A “cannibal” solar ejection heading straight for Earth could bring northern lights as far south as Illinois and trigger power voltage issues

The sun could be sending a storm to Earth over the next few days. According to the National Oceanic and Atmospheric Administration (NOAA), our fiery star spit out a series of bursts on Sunday that are now headed in the direction of our planet and could trigger a strong geomagnetic storm.

One of those bursts, called a coronal mass ejection, or CME, is expected to collide and consume another, creating what’s called a cannibal CME event. According to The Weather Channel, these events can spark strong geomagnetic storms – and in this case, it’s headed in our direction.

NASA image of the sun, showing a solar flare and coronal mass ejection
This 2004 image from NASA’s Solar and Heliospheric Observatory shows a solar flare, at right, erupting from giant sunspot 649, hurling a coronal mass ejection (CME) into space.

NASA SOHO / AFP via Getty Images


NOAA expects that the CMEs will hit on Thursday, but before they do, the agency said that Earth will also be blasted on Wednesday with relatively fast solar winds, known as a recurrent coronal hole high speed stream. The solar winds alone could trigger a minor geomagnetic storm on Wednesday, but those conditions are expected to escalate to strong conditions, known as G3, once the solar bursts make their appearance.

NOAA said at least four of the CMEs have the potential to directly affect Earth.

Geomagnetic storms are ranked on a stairs of G1 to G5, with G5 being the most extreme.
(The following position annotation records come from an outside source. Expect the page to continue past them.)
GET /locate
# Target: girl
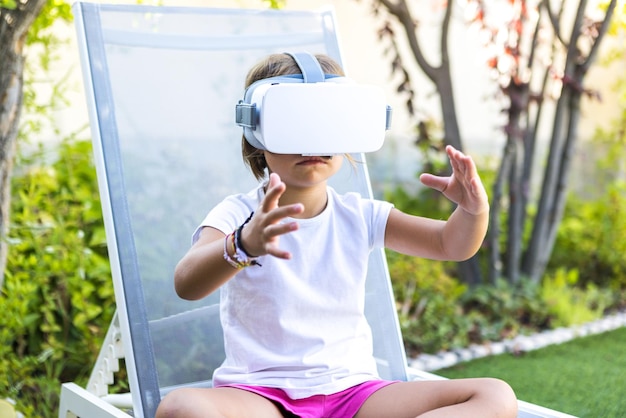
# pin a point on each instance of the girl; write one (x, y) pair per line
(290, 258)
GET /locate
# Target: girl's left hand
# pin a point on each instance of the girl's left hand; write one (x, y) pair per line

In such an instance, there would be widespread voltage control issues and some power grids could experience “complete collapse or blackouts,” according to NOAA.

A G3 storm, like the one anticipated, could require that some power voltage systems need to be corrected and it could also trigger some false alarms on power protection devices.
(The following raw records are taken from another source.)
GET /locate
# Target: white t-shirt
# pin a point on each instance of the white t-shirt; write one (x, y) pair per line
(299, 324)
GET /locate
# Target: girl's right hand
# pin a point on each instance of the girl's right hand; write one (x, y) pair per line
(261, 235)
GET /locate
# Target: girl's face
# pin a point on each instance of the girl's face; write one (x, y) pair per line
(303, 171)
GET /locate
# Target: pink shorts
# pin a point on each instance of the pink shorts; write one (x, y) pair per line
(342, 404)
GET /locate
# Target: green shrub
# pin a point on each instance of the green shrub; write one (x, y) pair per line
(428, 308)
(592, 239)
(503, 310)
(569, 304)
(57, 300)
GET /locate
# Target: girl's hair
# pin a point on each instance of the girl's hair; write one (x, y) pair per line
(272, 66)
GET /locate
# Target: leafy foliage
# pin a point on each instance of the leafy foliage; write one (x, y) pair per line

Such a storm could also create a beautiful side effect – visible northern lights outside of their usual realm.

NOAA said the northern lights, also known as the aurora borealis, may be seen as far south as Illinois and Oregon if the G3 hits. A short-term forecast for the lights can be found here.

Northern Lights over Minnesota skies
The aurora borealis could be seen on the northern horizon in the night sky over Wolf Lake in the Cloquet State Forest in Minnesota in the early morning hours of Sept. 28, 2019.